There's food, there's stress, there's sleep, there's environmental pollution, but there's also emotional components, right? So these things are all linked and we have enough clinical, I've gone enough clinical experience and there's enough published research evidence to show us that these things rarely matter because, you know, Ryan, you know, I've been a doctor for 23 years, right? I've already written five books before this one.
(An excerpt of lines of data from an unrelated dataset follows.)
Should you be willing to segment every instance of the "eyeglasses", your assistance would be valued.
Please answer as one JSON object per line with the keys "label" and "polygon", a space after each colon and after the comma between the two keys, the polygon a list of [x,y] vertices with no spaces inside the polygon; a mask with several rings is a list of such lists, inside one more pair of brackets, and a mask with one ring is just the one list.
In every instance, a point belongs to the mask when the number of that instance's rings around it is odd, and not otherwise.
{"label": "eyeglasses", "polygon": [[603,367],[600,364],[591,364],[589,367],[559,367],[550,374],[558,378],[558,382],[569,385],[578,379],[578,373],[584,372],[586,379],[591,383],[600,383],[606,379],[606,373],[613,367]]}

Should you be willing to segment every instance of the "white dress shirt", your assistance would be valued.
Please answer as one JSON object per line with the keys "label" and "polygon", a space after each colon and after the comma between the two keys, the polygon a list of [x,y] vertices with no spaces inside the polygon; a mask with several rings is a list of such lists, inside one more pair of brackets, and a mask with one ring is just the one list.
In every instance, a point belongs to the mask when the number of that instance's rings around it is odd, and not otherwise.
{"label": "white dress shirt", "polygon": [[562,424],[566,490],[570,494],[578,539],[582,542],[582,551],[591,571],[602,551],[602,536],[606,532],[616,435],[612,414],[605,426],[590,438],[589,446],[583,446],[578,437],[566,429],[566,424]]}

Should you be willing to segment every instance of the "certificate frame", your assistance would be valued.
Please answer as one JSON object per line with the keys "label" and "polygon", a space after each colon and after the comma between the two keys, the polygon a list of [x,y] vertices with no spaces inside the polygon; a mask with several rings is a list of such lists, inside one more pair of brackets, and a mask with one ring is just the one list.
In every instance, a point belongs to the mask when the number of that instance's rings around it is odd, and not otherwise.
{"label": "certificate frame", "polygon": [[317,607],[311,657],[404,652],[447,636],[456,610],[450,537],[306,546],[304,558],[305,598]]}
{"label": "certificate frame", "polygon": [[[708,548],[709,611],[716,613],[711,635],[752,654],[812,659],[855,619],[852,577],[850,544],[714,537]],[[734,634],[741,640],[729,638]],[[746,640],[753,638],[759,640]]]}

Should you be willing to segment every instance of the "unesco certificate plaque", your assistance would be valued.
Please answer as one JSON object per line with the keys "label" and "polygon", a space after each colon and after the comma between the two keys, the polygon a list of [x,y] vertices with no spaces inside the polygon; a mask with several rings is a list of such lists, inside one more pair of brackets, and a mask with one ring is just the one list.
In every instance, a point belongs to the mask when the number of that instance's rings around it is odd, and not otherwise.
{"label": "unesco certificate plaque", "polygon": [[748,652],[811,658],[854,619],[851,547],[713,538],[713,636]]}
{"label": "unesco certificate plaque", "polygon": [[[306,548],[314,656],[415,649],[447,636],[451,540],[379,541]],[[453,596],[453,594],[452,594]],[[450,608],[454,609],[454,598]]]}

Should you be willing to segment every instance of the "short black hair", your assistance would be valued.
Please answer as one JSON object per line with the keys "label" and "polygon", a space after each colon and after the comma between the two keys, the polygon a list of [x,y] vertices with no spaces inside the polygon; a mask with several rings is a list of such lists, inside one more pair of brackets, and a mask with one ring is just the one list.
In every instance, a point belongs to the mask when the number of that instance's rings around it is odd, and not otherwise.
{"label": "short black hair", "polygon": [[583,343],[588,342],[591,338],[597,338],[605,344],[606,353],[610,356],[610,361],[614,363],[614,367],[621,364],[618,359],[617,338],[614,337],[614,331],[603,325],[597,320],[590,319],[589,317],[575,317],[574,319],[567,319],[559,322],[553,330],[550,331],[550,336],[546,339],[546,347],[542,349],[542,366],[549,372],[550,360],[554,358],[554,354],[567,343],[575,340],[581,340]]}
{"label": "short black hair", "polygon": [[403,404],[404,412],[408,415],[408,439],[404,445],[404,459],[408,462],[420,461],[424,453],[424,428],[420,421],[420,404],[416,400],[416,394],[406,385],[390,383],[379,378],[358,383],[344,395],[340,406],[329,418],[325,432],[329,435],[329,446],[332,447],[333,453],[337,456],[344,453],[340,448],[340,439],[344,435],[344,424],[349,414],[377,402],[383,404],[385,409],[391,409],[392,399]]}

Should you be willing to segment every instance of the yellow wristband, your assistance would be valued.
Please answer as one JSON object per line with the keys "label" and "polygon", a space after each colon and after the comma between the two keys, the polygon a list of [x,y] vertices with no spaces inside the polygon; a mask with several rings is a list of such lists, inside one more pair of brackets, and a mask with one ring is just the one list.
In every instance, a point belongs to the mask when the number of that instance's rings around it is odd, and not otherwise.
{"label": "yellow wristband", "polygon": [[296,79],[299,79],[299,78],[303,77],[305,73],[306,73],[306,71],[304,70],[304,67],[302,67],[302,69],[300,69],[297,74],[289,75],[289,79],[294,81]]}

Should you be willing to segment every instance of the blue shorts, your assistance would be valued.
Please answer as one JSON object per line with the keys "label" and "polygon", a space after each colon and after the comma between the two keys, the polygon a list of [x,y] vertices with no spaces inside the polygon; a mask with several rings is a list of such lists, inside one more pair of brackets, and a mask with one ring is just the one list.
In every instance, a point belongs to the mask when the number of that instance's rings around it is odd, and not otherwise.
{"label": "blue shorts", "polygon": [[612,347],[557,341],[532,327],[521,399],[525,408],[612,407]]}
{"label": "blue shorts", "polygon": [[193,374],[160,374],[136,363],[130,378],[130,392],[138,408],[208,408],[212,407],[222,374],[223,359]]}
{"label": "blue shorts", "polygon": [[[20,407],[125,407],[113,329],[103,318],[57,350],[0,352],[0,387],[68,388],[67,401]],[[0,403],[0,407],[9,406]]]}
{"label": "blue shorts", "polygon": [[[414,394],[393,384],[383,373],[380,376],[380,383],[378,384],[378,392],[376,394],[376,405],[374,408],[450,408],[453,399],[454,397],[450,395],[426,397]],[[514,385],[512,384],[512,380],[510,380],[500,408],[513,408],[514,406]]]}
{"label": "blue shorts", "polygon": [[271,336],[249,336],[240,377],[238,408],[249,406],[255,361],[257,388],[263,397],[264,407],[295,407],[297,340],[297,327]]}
And I wanted to write something fresh. I didn't want to write something that I feel was already out there. But what's the point? And I thought there's more and more health information out there, but it's not translating to better health. Yes, there are structural reasons for that in society, for sure. But that's the external. Yeah. There's also the internal reasons why we're not able to on an individual level. And once once you understand
the things that you write about so beautifully and the things that I hope are going to connect with you in this book. Once you understand that you can actually cultivate a karma in a world, not only are you going to feel better, you're going to act better with your behaviors as well.
No, I think that makes total sense. Your lack of change is not due to a deficiency in raw willpower. It's something deeper than that. The behavior serves a need. Want to go check out some books in the bookstore? I've got to get a couple for my kids as well, for sure.